Prevent repository scripts from being ran locally
'Proposal 1:
When compiling a script on the repo, inject code that does 2 things:
- Checks the server to verify the user running the script
- Add a check to see if the script is running locally. If so, flag it as pirated.
This code can be injected in the "onStart" method (create one if none exists), as well as at the top of the "run" method. It can be broken up and obfuscated as far as we want.
Proposal 2:
When compiling a script on the repo, inject code that:
- Adds "markers" to various classes, methods, etc randomly throughout the script. Each compilation can have a different combination of markers in various places.

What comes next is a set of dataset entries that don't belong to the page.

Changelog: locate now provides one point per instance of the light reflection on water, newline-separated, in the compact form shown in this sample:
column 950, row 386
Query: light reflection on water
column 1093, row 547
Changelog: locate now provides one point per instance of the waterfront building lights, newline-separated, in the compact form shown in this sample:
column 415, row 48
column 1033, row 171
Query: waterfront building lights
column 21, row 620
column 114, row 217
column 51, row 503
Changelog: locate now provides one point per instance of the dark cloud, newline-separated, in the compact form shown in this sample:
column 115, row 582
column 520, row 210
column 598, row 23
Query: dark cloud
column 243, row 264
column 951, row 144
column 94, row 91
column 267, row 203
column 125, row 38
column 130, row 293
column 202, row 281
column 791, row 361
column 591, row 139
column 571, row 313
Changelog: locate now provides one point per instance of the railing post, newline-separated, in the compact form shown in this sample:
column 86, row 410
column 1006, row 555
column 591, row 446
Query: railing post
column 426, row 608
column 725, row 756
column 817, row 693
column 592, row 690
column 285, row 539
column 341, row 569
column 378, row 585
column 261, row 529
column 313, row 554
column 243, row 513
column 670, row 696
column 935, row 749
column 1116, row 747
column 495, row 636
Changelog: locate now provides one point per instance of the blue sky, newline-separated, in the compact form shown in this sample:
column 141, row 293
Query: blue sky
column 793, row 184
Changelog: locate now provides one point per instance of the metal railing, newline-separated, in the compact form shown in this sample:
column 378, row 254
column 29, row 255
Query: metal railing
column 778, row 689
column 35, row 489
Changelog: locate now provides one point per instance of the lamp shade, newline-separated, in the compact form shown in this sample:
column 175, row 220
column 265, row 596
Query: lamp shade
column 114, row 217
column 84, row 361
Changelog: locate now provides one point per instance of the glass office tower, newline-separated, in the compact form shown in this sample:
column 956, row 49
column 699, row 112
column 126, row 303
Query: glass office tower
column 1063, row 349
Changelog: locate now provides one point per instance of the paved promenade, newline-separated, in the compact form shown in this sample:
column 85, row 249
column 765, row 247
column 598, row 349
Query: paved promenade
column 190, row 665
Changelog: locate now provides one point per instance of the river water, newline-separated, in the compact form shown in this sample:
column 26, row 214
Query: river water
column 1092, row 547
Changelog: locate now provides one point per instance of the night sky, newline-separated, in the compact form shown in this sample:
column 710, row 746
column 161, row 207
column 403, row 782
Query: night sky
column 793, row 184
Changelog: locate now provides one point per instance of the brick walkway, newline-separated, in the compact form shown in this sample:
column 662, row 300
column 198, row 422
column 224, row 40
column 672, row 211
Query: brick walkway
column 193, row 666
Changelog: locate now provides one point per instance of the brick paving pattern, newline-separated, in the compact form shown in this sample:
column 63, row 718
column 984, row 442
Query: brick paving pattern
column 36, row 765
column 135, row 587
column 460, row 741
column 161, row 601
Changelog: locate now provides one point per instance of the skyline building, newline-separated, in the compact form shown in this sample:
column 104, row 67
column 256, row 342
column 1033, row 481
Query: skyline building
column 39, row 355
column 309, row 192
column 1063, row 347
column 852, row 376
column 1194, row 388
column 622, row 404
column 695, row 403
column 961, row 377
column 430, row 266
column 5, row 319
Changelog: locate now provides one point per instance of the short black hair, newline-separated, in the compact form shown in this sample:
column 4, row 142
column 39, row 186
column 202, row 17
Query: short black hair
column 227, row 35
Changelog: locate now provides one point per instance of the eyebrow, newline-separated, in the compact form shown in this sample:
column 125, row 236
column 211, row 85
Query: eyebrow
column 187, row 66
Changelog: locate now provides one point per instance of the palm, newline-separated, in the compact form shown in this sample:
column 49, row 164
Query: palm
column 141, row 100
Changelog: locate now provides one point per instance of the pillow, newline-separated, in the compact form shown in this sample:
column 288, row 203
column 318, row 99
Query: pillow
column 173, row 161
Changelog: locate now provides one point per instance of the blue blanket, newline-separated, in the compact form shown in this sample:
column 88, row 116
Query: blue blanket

- Markers can be unique fields, java annotations, methods, classes, and even algorithms.
In the client code:
- When a local script is loaded, do an iteration over all of the script code and look for those markers. If any exist, flag the script as pirated.
When a script gets flagged:
- From the client code, send a message to the server detailing the offending user
- Add in a timebomb to the script execution so that it stops after 15-45 minutes
- Flip a toggle in the API that causes it to act wonky. For example:
- Have NPC, Object, Interface, Item find methods return the wrong values
- Multiply all sleeps by 3-15 times
- Log fake exceptions occasionally
- After the timebomb triggers, override the script completely and spam in chat "I'm a bot", as well as drop everything in the inventory, as well as the bank if one is nearby.